The spectacular raid on Fordow nuclear complex showed Europe the limits of multilateral diplomacy when confronted with irreconcilable demands. Almost a quarter century of negotiations failed to find a compromise between Iran’s determination to enrich uranium far beyond the needs of a civilian nuclear power programme and the desire of the EU-3 — France, Germany and the UK — to halt such enrichment. Continued negotiations only served to suspend the prospect of military action against Iran, with the added bonus of regular infusions of cash and sanctions relief. Deals announced in 2004, 2009, 2012 and 2015 never substantially interfered with Iranian objectives, but did unlock billions of dollars in relief, including the notorious $400 million in used notes airlifted on pallets to the Islamic Republic. There weren’t many good reasons to give the mullahs $400 million in cash, but there were plenty of bad ones, Hezbollah and Hamas being two.
Europe vested its hopes in what might be termed the “debutante party” school of diplomacy: that bringing a rogue state into the club of respectable nations and showering it with all the benefits of trade and aid could fundamentally change the nature of the regime. After all, didn’t all the luscious material goods of post-war prosperity and economic integration banish the demons of European militarism? Why yes they did, but only because of the unspoken capacity of an American occupation army to remove the possibility of military aggression between its subordinate allies.

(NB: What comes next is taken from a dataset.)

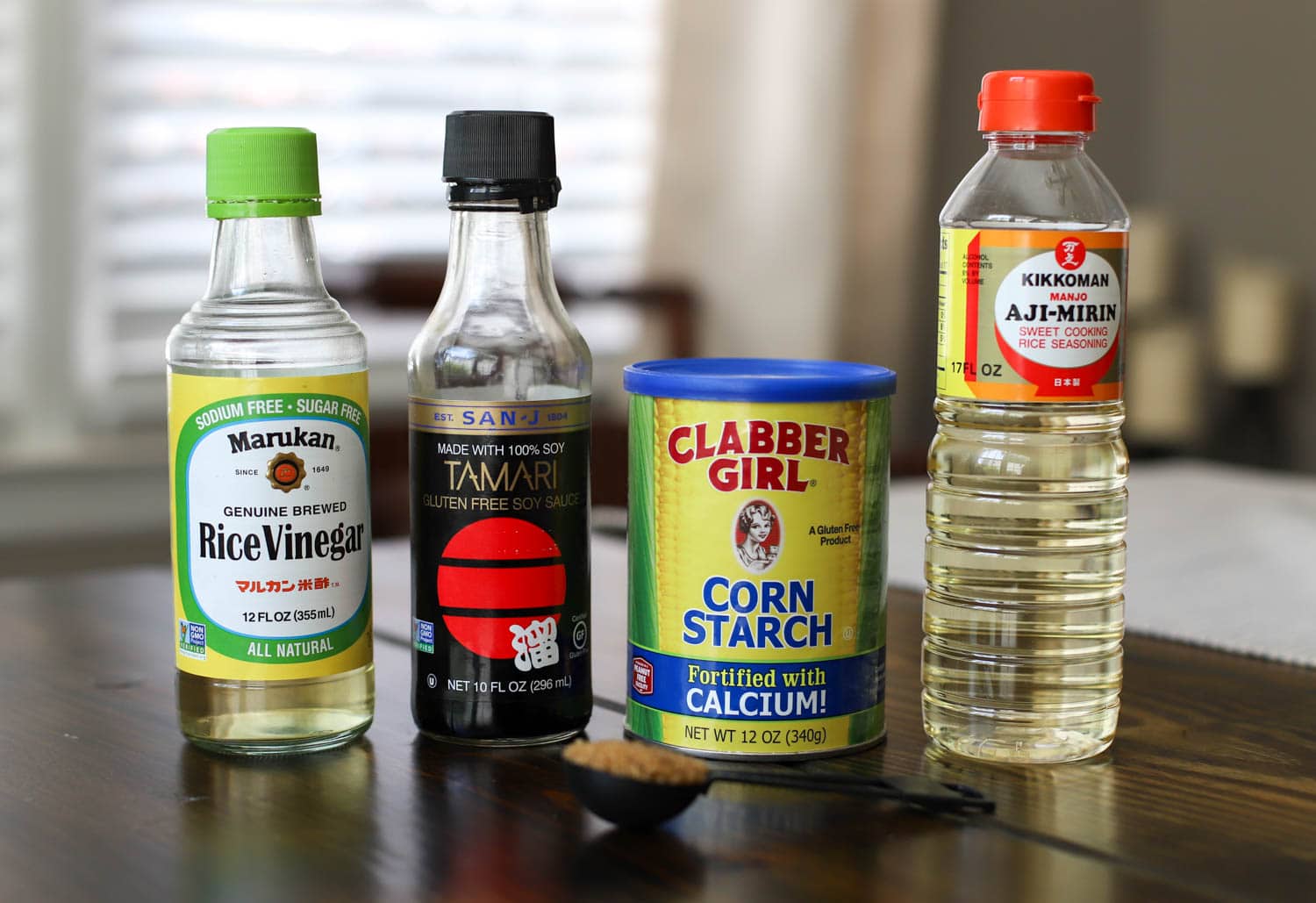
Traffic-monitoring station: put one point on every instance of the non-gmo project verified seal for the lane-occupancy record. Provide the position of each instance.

The debutante party approach works only if there is the live prospect of a devastating “cooperate or else” solution looming over the proceedings.
Intentions require capabilities if they are to be animated in a useful way. The mullahs knew full well that the EU-3 had no military capacity to thwart their nuclear ambitions, and that therefore their circumvention of the successive agreements brokered by the Europeans would result only in frosty diplomatic communiques. Those B-2 stealth bombers sitting quietly at Whiteman Air Force Base in rural Missouri represented a latent capacity to end Teheran’s enrichment objectives, but one that the mullahs wagered would never be used. Hadn’t they watched successive American presidents shy away from military action? Hadn’t they managed to snooker Obama into an agreement that barred inspectors from military sites and placed no limits on their ballistic missile program? Why yes they had, and so betting that even a bombastic second term Trump would decline to use awesome means at his disposal seemed reasonable. Ayatollah Khamenei can now contemplate his bad bet amid the smoking rubble of Fordow and Nantanz.